Le disuguaglianze di salute in Italia
Una recente indagine dell’Osservatorio nazionale sulla salute nelle regioni italiane mette in luce le disuguaglianze di salute in Italia; i risultati fanno riflettere.
Il problema delle disuguaglianze in materia di salute è stato ampiamente studiato, soprattutto per capirne le cause principali.
Complessivamente, i risultati di tutte le ricerche svolte in tal senso conducono a due tipi di cause: ambientali e individuali.
Al di là delle cause, quali sono i risultati dell’ultima indagine dell’Osservatorio nazionale sulla salute nelle regioni italiane?
L’aspettativa di vita a livello regionale
Gli indicatori in materia di disuguaglianze evidenziano l’esistenza di un forte divario a livello territoriale, per esempio, dando uno sguardo ai dati del 2017, si nota che in Campania gli uomini vivono mediamente 78,9 anni e le donne 83,3 mentre nella provincia autonoma di Trento gli uomini hanno una sopravvivenza media di 81,6 anni e le donne di 86,3.
In generale, la sopravvivenza maggiore si registra nelle regioni del Nord-est in cui si ha un’aspettativa di vita media di 81,2 anni per gli uomini e di 85,6 anni per le donne; al Sud, invece, l’aspettativa di vita media scende a 79,8 anni per gli uomini e 84,1 anni per le donne.
Dando uno sguardo ai dati sulla sopravvivenza tra il 2005 e il 2016 si nota che i divari tra le regioni sono persistenti.
Le regioni con un’aspettativa di vita inferiore alla media nazionale sono Sardegna, Molise, Basilicata, Valle d’Aosta, Piemonte, Campania, Calabria e Sicilia e, nelle ultime tre regioni elencate, la situazione ha dimostrato una tendenza al peggioramento negli ultimi anni.
Registrano, invece, un’aspettativa di vita superiore alla media nazionale la Puglia, l’Abruzzo e quasi tutte le regioni del Nord.
Le province meno longeve sono quelle di Caserta e Napoli, mentre la più longeva è Firenze, seguita da Monza e Treviso.
Leggi anche Prevenire l'infarto in 4 mosse >>
L’influenza delle differenze sociali
Un altro dato interessante riguarda i divari sociali di sopravvivenza; in Italia la sopravvivenza media di un uomo con un livello di istruzione basso è 77 anni, mentre sale a 82 anni in chi possiede almeno una laurea.
C’è dunque una diversa aspettativa di vita pari a cinque anni; nelle donne il divario scende a tre anni, ma è comunque alto; nelle donne con livello di istruzione più basso la speranza di vita media è infatti pari a 83 anni mentre sale a 86 anni nelle donne laureate.
Anche le patologie croniche sono più diffuse nelle persone con un livello di istruzione più basso; per esempio, nella fascia compresa tra 25 e 44 anni, la prevalenza di persone con almeno una patologia cronica grave è pari al 5,8% in caso di grado di istruzione basso e scende a 3,2% tra i laureati.
Tale divario aumenta con l’aumentare dell’età; se, infatti, si considera la fascia di età compresa tra i 45 e i 64 anni, la percentuale di persone con patologia cronica è di 23,2% in chi ha un grado di istruzione molto basso e dell’11,5% tra i laureati.
I fattori culturali influenzano molto lo stile di vita e, di conseguenza, condizionano la salute.
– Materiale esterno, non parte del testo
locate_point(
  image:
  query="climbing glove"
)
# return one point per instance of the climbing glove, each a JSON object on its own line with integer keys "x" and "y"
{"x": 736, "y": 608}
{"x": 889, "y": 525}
Anche le differenze economiche hanno un ruolo importante.
Si pensi all’obesità, uno dei più importanti fattori di rischio cardiovascolare e non solo: riguarda il 14,5% delle persone con basso livello di istruzione e non supera, invece, il 6% nei laureati; interessa il 12,5% della fascia più povera della popolazione e il 9% di quella più ricca.
Un dato interessante è quello che valuta l’obesità nei figli in base al livello di istruzione della madre; nei minori di età compresa tra 6 e 17 anni si registrava il 30% di obesità se la mamma aveva frequentato solo la scuola dell’obbligo e scendeva al 20% in caso di madri laureate (dati 2014-2015).
I dati appena esposti fanno riflettere. Se, però, si confrontano con quelli di altri Paesi europei si noterà che, tutto sommato, non siamo messi così male.
L’Italia è, infatti, il Paese con il livello di disuguaglianza minore, dopo la Svezia. Naturalmente, ciò non esime l’Italia dalla ricerca di politiche sociali volte a ridurre sempre più tali divari, però, tutto sommato, il nostro modello sanitario rappresenta una buona base da cui partire.